The small village of Dhubato in the Waqooyi Galbeed region of Somaliland was used as a short-lived military camp for the Somali National Army (SNA) in 1989 during the Somali War. The SNA also reportedly laid defensive minefields of both Anti-Tank and Anti-Personnel mines there to counteract the Somali National Movement (SNM) and reduce the risk of ambush to their vehicles between the major cities of Hargeisa and Berbera.
The village’s history meant that several mine-related accidents occurred in the area during the 1990s, involving humans, animals and vehicles. The majority were linked to anti-tank mines, which have killed at least 4 people at Dhubato. The most recent accident was reported in 2002, when a vehicle activated an anti personnel mine. Although there were no fatalities, it highlighted the threat of mines and ERW to vulnerable local communities and their livestock. As a result, residents in the area around Dhubato remained reluctant to use the suspected sites for agriculture or grazing of livestock, often circumnavigating the sites in order to reach the tarmac road that provides access to the markets and services of Hargeisa, as well as a protected water pump stationed on the other side of the road. Due to these historical accidents and the community’s existing concerns The HALO Trust focused Norwegian resources on two separate sites close to the village of Dhubarto, clearing 5,984sqm to date.
Clearing land to build school
When the Norwegian Refugee Council revealed plans to construct a new school for the area in 2013, HALO worked closely with local beneficiaries and the NRC to establish a safe location for the construction away from the continuing hazards of mine clearance operations. Today the four-roomed school provides education for 130 students between the ages of 7-18. Around 50 pupils have daily access to education thanks to their ability to directly cross land cleared by by The HALO Trust. Meanwhile HALO and NRC’s cooperation encouraged other NGOs to invest resources in the area, including UNICEF, who funded the construction of four toilets and a kitchen to complement the main school building.
Funding university through enhanced livestock farming on cleared land.
Hussain Adam is a 23 year old high school graduate who lives with his parents and five siblings close to the Dhubato site cleared by HALO. He teaches mathematics at the school and earns a monthly salary of $220, funded directly by NRC.
Hussain lost his left leg in a mine accident in his early adolescence, on land later cleared by HALO. Both Hussain and his family were understandably cautious about investing in Dhubato following this tragedy.
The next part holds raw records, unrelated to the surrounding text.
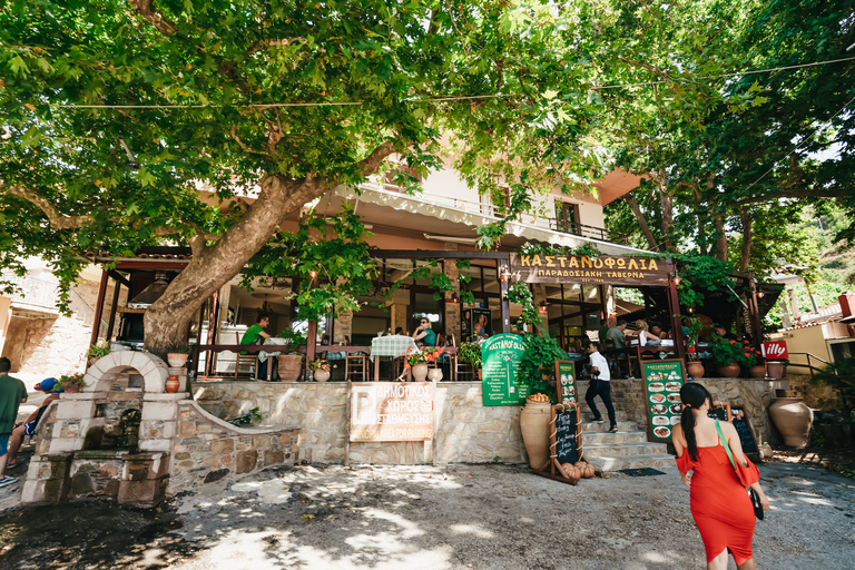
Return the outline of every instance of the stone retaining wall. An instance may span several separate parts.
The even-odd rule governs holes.
[[[198,382],[198,404],[219,417],[258,407],[261,426],[299,425],[298,460],[344,461],[347,385],[344,383]],[[354,463],[503,463],[527,461],[519,406],[483,406],[480,382],[436,384],[432,442],[352,443]],[[174,475],[175,476],[175,475]]]
[[[697,382],[704,384],[717,401],[730,402],[730,405],[745,409],[746,416],[754,428],[757,445],[761,445],[765,441],[773,445],[782,443],[780,435],[768,414],[774,394],[773,381],[699,379]],[[615,407],[626,411],[629,419],[638,423],[639,430],[647,430],[648,413],[643,380],[612,380],[611,393]]]
[[[179,402],[169,492],[274,465],[293,465],[301,435],[296,428],[236,428],[212,417],[196,402]]]

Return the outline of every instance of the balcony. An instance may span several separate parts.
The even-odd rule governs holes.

But with all hazardous areas now cleared, the family invested in more livestock and now graze a 400-strong herd of sheep and goats on the clearance area. Livestock sale brings the family an annual income of around $1800, which not only provides them with capital to reinvest, but finances Hussain’s university studies.
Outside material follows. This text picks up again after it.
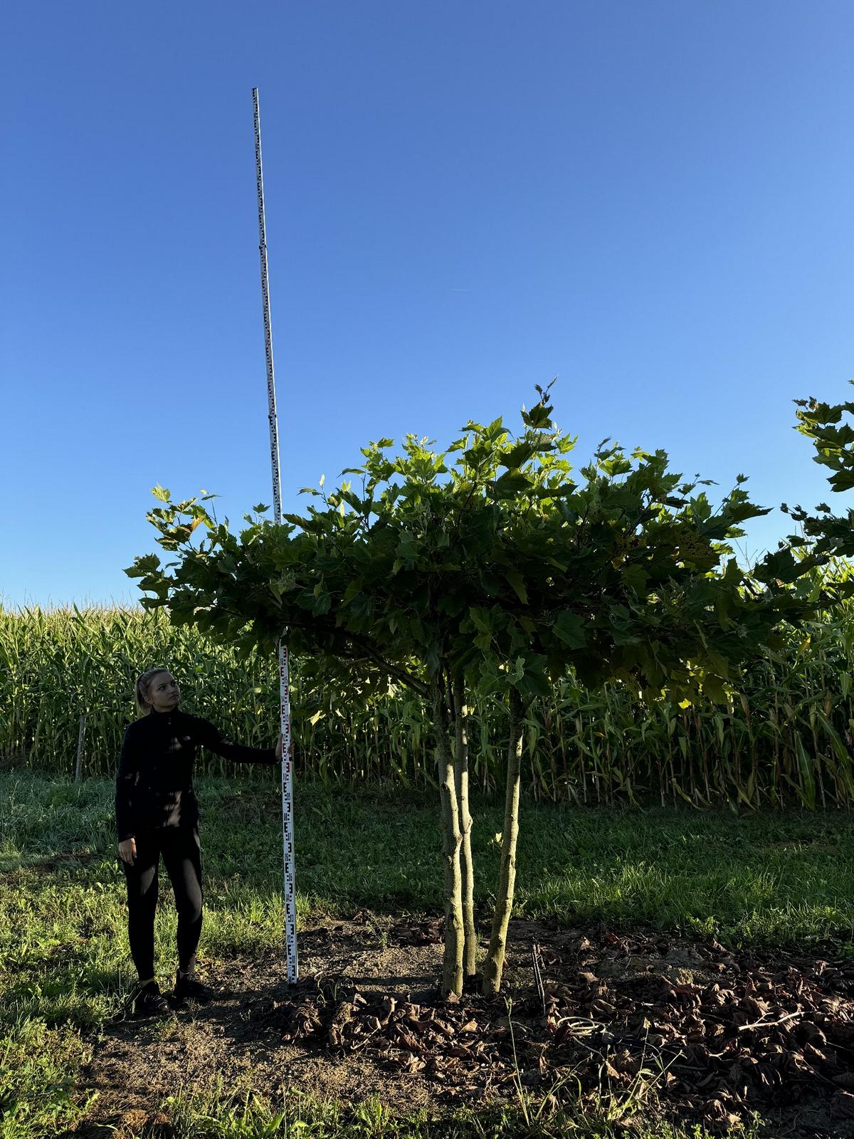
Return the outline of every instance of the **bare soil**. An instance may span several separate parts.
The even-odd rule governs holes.
[[[854,1137],[854,961],[839,948],[730,951],[516,920],[501,995],[442,1001],[440,923],[360,911],[301,932],[295,989],[278,956],[216,962],[210,1005],[108,1025],[82,1073],[99,1095],[79,1133],[167,1136],[167,1097],[219,1079],[435,1116],[520,1089],[557,1107],[581,1087],[721,1133],[758,1112],[770,1134]]]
Around 20 families live within 250 metres of the school and the clearance site directly behind it. Each family consists of approximately five people, many of whom own small herds of around 20 goats. Approximately 50 of the children from these families can now receive education by attending the NRC school, whereas previously they had to relocate to another school or simply not attend at all. This includes four of Asha Jama’s five children, who has lived in the community for nine years. Asha owns 12 goats, a small herd of livestock providing a much needed livelihood for her family with each animal fetching a price of $54 in Hargeisa. Prior to HALO’s clearance, she was unable to allow her livestock to graze widely for fear of injury to either her kin or one of her herd. With the area now free of hazards, her children can be educated safely, her animals can graze on abundant land, and she can finally live without fear of the explosive remnants of war.
Siciid’ story: a head farmer overseeing three farmhands
The release of cleared land has brought an increase in both subsistence and commercial farming around Dhubato. Large-scale farming in particular provides much needed employment for local people. Four months ago, Siciid helped to establish the largest farm in the area directly behind HALO’s Dhubato clearance. Employed as head farmer, earning $200 a month, he oversees the work of three other local farmhands, each earning $60 a month. The farm, owned by a resident of Hargeisa, covers 300,000sqm of land and is irrigated by either transporting or pumping water from the nearby river over the clearance site. This allows the cultivation of a variety of fruit and vegetables, including tomatoes, mangoes, oranges, peppers, chilies, garlic and onions.
With more safe land now available and higher investor faith established by the clearance, Siciid is already looking to expand the workings of the farm, further diversify the crops grown and employ more local workers. Vehicles are now able to directly access the farm by travelling over the clearance site to both plough the land and transport the farm’s produce to Hargeisa for sale at the markets.